In the last ten years, most of the novel pathological mutations were found through whole-exome sequencing or through whole-genome sequencing. Sometimes, only the exome or the genome of the proband are sequenced, and, besides the pathological mutations, other mutations are often identified. It is thus fundamental to evaluate whether the putative pathological mutation is the cause of the disease or not, and the use of specific models in which just a single mutation is introduced, such as yeast, can be helpful.
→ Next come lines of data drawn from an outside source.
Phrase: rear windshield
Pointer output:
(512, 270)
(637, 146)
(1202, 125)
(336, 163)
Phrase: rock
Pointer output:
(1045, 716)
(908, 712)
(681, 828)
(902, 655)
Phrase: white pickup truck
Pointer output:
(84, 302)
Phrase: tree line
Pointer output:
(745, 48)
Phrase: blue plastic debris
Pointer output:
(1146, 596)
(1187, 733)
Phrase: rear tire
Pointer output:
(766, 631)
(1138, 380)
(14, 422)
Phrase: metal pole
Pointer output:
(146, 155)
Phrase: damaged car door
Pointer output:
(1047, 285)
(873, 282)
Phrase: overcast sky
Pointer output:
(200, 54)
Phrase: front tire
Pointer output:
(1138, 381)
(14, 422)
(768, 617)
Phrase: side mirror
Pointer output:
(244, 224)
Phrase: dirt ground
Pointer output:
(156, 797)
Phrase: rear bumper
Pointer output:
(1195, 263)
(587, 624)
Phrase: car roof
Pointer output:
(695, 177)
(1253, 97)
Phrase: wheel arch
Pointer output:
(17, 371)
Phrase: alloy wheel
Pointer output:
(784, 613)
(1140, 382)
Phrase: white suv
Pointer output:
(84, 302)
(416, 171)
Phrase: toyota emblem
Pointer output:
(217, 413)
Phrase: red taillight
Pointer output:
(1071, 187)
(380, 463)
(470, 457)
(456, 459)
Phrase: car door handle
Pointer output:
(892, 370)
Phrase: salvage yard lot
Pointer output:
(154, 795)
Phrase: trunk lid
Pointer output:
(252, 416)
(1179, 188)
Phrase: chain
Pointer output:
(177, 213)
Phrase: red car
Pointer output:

Because of the conservation of genes and pathways during evolution, the study of human genetic diseases associated with mtDNA depletion and multiple deletions has also been directly addressed in the model organism Saccharomyces cerevisiae. Thanks to the use of yeast as a model system, the causal relationship between pathologies associated with mtDNA instability and novel nuclear mutations has been established or confirmed for tens of mutations. Besides validation, yeast has been also used to determine the pathogenic mechanisms behind these mutations. In this regard, it must be underlined that yeast also has some limitations, among which a different size of the mtDNA, partial differences in the replication process, and the fact that, if two mtDNA molecules are present, the patients are mainly heteroplasmic, whereas yeast is homoplasmic. Despite these differences, pathological mechanisms identified in yeast have been observed in mutant cells derived from patients or in biochemical assays (reviewed in [261]).
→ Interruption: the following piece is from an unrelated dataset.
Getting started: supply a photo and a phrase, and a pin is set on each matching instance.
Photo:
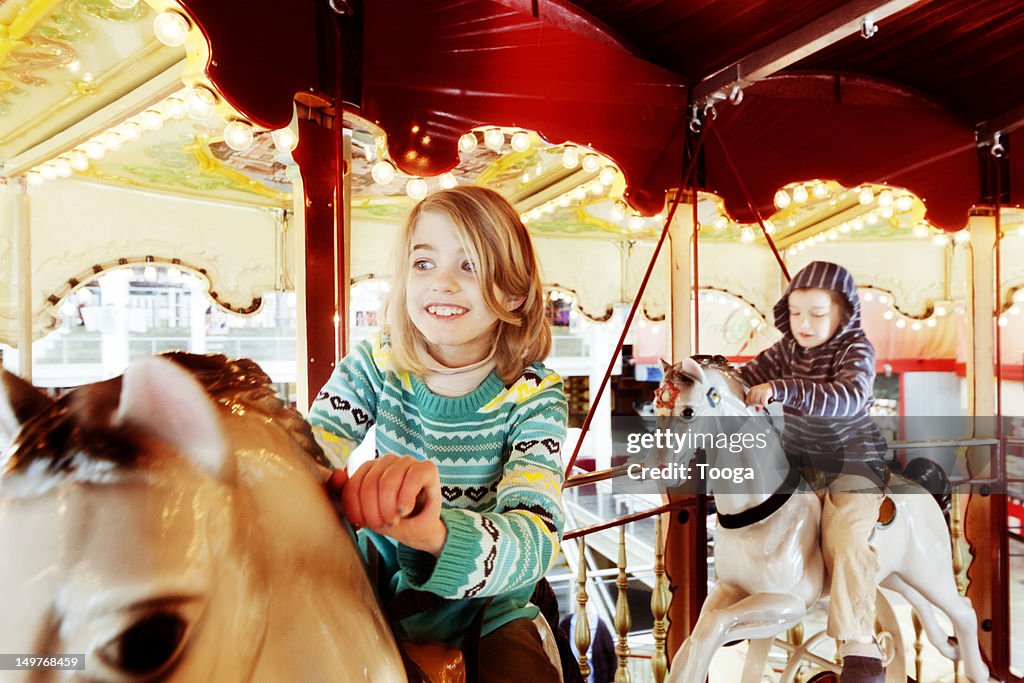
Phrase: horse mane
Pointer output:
(76, 430)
To our knowledge, mutations in approximately 25 nuclear genes are associated with diseases characterized by depletion and/or multiple deletions. More than 15 genes are conserved in yeast, although, for some of them, such as TFAM/ABF2 or SSBP1/RIM1, the protein similarity is low. Mutations in six genes have been validated in yeast, mainly through homologous complementation (ANT1/AAC2, MRM2/MRM2, MPV71/SYM1, POLG/MIP1, RRM2B/RNR2) or, to a lesser extent, through chimeric complementation (ANT1/AAC2, OPA1/MGM1, POLG/MIP1).

A major challenge regarding mitochondrial diseases associated with mtDNA depletion and multiple deletions is the availability of pharmacological treatments. For some of these diseases, preclinical studies have been performed or are ongoing [262,263,264,265,266,267]. Recently, an open-label clinical study showed that the administration of deoxynucleoside monophosphates and deoxynucleosides to 16 children affected by TK2-related disease improved, in most cases, the health condition [268]. However, the identification of therapeutic molecules effective on a broad spectrum of mitochondrial pathologies would be critical. From this point of view, yeast disease models have proven to be useful, thanks to the existence of numerous disease models and to the technique reported above, which allows for the analysis of many molecules in short time.